Even more seriously, it saw an uneven pattern of human health impacts from such causes as water-borne diseases, air pollution and illnesses that could thrive under the changed conditions, such as the rodent-spread Hantavirus (see picture of cotton rat, a virus carrier). Those effects, it concluded, could fall most heavily on people least able to cope:
"Finally, climate change is very likely to accentuate the disparities already evident in the
American health care system. Many of the expected health effects are likely to fall
disproportionately on the poor, the elderly, the disabled, and the uninsured. The most
important adaptation to ameliorate health effects from climate change is to support and
maintain the United States’ public health infrastructure."
The assessment "represents a comprehensive look at the effects of climate change for the United States and will be yet another tool for the nation's decision-makers to use when planning for the future," said Sharon Hays, associate director for the White House Office of Science and Technology Policy, in a statement upon the release of the report. The science and technology office oversees the climate change science program. The report was released by the Committee on the Environment and Natural Resources National Science and Technology Council, a panel of government officials established under a 1990 law to coordinate research efforts.
At its base, the report acknowledges a potentially key role for human beings in causing the planet to warm. "Several lines of evidence, including those outlined in the following sections, point to a strong human influence on climate," its authors wrote. Emissions from fossil fuel use and land use change are the primary sources of buildup of carbon dioxide, the chief heat-trapping gas, in the atmosphere, according to the document.
The bottom line: The report cited studies concluding that "most of the recent global warming is very likely due to human-generated increases in greenhouse gas concentrations."
Although environmentalists frequently criticize the administration for allegedly not doing enough to combat global warming, a spokeswoman for the White House science office said the president has long acknowledged that the phenomenon is real and has a human component. Kristin Scuderi pointed to a variety of actions President Bush has taken in the area, including his recent announcement, on new efforts to tackle global warming, again in the face of environmentalists' criticism. She told Climate Law Update:
"President Bush has always acknowledged climate change. I feel like the administration just gets a bad rap, that we don't believe in it, because that's certainly not the case."
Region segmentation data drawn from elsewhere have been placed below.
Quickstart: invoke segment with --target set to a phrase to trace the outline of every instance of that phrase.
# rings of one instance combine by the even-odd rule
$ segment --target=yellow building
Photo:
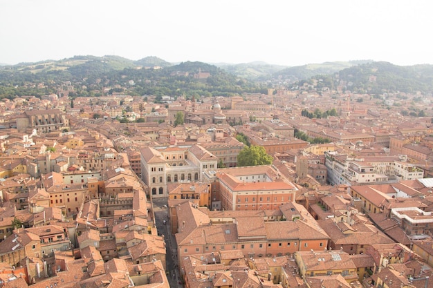
[[[210,207],[210,184],[188,182],[168,185],[170,200],[189,199],[196,205]]]

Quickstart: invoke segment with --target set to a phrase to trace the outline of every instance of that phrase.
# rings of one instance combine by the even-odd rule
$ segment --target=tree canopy
[[[182,125],[184,122],[183,113],[181,111],[176,113],[176,119],[174,120],[174,126]]]
[[[273,158],[261,146],[244,146],[237,155],[237,166],[257,166],[272,164]]]

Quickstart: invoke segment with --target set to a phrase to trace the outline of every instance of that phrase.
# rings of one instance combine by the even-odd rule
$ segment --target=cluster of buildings
[[[433,287],[431,117],[357,97],[2,102],[0,283]],[[338,115],[301,116],[319,99]],[[273,163],[237,166],[239,135]]]

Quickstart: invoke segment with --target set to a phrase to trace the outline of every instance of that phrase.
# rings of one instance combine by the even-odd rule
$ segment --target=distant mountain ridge
[[[199,72],[209,73],[211,77],[199,77]],[[429,64],[398,66],[371,60],[293,67],[263,61],[212,65],[188,61],[174,64],[155,56],[133,61],[116,55],[78,55],[57,61],[0,66],[0,97],[55,93],[55,84],[65,81],[76,83],[77,87],[87,87],[86,91],[77,88],[77,95],[98,95],[97,91],[103,86],[123,86],[125,93],[127,90],[131,95],[230,95],[266,93],[264,88],[270,86],[295,88],[297,83],[313,83],[312,77],[320,80],[317,81],[319,89],[342,86],[343,91],[360,93],[433,93],[433,66]],[[103,84],[100,83],[102,79]],[[126,84],[125,79],[133,84]],[[53,84],[47,85],[45,90],[14,88],[23,83],[44,82]]]
[[[272,78],[281,79],[286,82],[308,79],[317,75],[331,75],[353,66],[372,62],[372,60],[324,62],[289,67],[272,75]]]

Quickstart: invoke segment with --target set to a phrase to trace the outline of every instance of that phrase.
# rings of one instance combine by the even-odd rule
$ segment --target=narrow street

But one of the administration's harshest critics, the environmental group Center for Biological Diversity, one of the groups suing to prod the release of the report, and which also pushed for the recent climate-related protection of the polar bear under the Endangered Species Act, saw it differently. In a statement, Kassie Siegel, an attorney for the organization, said:
“This administration has seen seven years of suppression of science and a refusal to act on global warming. With today’s scientific assessment along with the listing of the polar bear under the Endangered Species Act earlier this month, the tide is finally turning and the administration has been forced to acknowledge the harsh reality of global warming. The important thing now is to actually do something about it.”
The report comes just as congressional debate on bills to address global warming heat up, as Climate Law Update has been reporting. Scuderi declined to predict the impact of the new report on those deliberations, other than to help lawmakers "in their policy making process."
Scuderi also said the government had not been trying to hide the report. She said Bush administration lawyers had argued that the earlier releases of the separate reports constituted compliance with the law at issue in the case.